From: The New York Times
April 16, 2012
The White House ArgumentBy DAVID BROOKS
I’ve been critical of President Obama’s budgets. I’ve argued that while I like the way Obama preserves spending on things like scientific research and programs for the vulnerable, he doesn’t do enough to avoid a debt crisis.
I’ve based that argument on certain facts. President Obama’s 2013 budget will add roughly $6 trillion to the nation’s debt over the next 10 years. By 2022, Americans will be spending $915 billion on interest payments on the debt alone, a number far larger than that year’s entire defense budget.
If you look further out, the situation is worse. According to the Committee for a Responsible Federal Budget, by 2050, Representative Paul Ryan’s budget would cut total public debt to 10 percent of G.D.P. Current law would put debt at 42 percent of G.D.P. Under the Obama budget, debt would skyrocket to 124 percent of G.D.P.
Extremely senior members of the administration believe these sorts of criticisms are completely unfair and vastly underestimate their fiscal hawkishness. In this column, I thought it only fair that I provide you with a summary of their arguments.

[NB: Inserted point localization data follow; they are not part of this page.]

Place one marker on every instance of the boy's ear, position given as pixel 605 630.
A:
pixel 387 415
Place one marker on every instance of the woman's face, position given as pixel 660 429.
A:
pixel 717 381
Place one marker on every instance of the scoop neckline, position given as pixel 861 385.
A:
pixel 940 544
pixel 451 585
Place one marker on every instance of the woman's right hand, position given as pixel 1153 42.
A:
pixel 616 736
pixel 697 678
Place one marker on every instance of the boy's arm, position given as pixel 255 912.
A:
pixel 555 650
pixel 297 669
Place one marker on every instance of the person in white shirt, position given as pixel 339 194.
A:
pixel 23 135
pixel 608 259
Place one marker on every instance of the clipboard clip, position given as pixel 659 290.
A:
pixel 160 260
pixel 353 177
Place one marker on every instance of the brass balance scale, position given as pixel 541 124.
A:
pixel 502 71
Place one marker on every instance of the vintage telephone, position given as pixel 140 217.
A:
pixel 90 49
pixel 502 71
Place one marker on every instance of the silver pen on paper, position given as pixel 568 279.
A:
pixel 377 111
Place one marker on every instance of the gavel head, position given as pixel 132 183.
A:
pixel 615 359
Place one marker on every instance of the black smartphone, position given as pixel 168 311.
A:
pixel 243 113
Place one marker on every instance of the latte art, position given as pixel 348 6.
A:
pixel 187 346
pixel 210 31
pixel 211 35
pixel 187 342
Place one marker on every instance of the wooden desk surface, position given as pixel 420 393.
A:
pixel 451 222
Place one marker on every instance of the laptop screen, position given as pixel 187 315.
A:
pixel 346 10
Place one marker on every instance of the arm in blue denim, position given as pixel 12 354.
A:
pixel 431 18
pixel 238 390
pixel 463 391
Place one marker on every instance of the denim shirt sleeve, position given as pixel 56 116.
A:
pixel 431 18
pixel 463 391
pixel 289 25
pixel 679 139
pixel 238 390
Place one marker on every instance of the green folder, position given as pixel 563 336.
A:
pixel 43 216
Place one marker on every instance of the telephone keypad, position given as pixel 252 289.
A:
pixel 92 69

First, their goals. They argue that it’s foolish to try to solve the debt problem with some drastic magic bullet all at once. It’s smarter to stabilize the debt while also looking after other needs, like protecting the vulnerable and investing in things that boost growth and mobility.
They argue that the president’s 2013 budget is a step toward fiscal stability that will also pave the way for bigger steps in the years ahead. They estimate that their budget would produce $5 trillion in budget savings over a decade. It would raise $1.5 trillion in new revenue by raising taxes on those making more than $250,000 a year.
There would also be a broad range of spending cuts. These include the $1.7 trillion in cuts the administration agreed to in the budget deals with Republicans over the summer, and several others (including the somewhat gimmicky $617 billion “cut” by not fighting the wars in Iraq and Afghanistan for another decade).
Further, the president is parsimonious when it comes to domestic spending. The White House has prepared a series of charts to illustrate the administration’s fiscal discipline. The most interesting concerns domestic discretionary spending, which is spending on things like education, welfare and social support. Going back to 1962, domestic spending has hovered around 3.3 percent of G.D.P. In big-spending years (the Jimmy Carter years), it rose to about 4.4 percent. In low-spending years (Ronald Reagan’s and Bill Clinton’s second terms), it fell to about 2.9 percent of G.D.P.
During Obama’s presidency, domestic spending topped out at 4 percent of G.D.P. But, in the Obama budget, over the next 10 years, that spending would fall to 2.2 percent, much lower than anything Reagan achieved. Under Paul Ryan’s budget, by the way, that spending would fall to 1.8 percent, which the Obama administration regards as savagely low.
These officials say the administration has also made modest but important progress in controlling Medicare spending, the biggest debt driver. The budget raises some Medicare premiums on high-income retirees and increases some deductibles. White House officials say they have taken enormous heat from the left for putting some structural Medicare reforms on the table — cutting benefits, raising eligibility ages and changing cost-of-living adjustments. Republican leaders, they point out, have not done anything that brave.
Over all, they continue, the president’s budget stabilizes the debt in a way that is relatively gimmick-free. Annual federal deficits, which are at about 8 percent now, would come down to around 3 percent between 2015 and 2022.
The total federal debt is now at about 74 percent of G.D.P. Under Obama’s plan, it would rise to 78.4 percent of G.D.P. in 2014 and then stabilize at about 76.5 percent from 2018 to 2022.
Basically, what we’re looking at is a period of stability, administration officials say, which would soothe credit markets and give us time to make further adjustments. This, they conclude, is responsible prudence.
I’m not going to pass my own comprehensive judgment on this here. I’ll just say that my conversations reaffirm my conviction that Obama is a pragmatic liberal who cares about fiscal sustainability, who has been willing to compromise for its sake, but who has not offered anything close to a sufficient program to avoid a debt crisis.
But we have a campaign in front of us. If the president is truly committed to a strategy for progressive fiscal stability, as Bill Clinton was, he’ll make that the center of his campaign. He’ll earn a mandate. He’ll win over independents who want fiscal discipline but worry about the way Republicans get there.
If he doesn’t have a passion for fiscal stability, he’ll campaign on side issues and try to win by scaring everybody about the other side.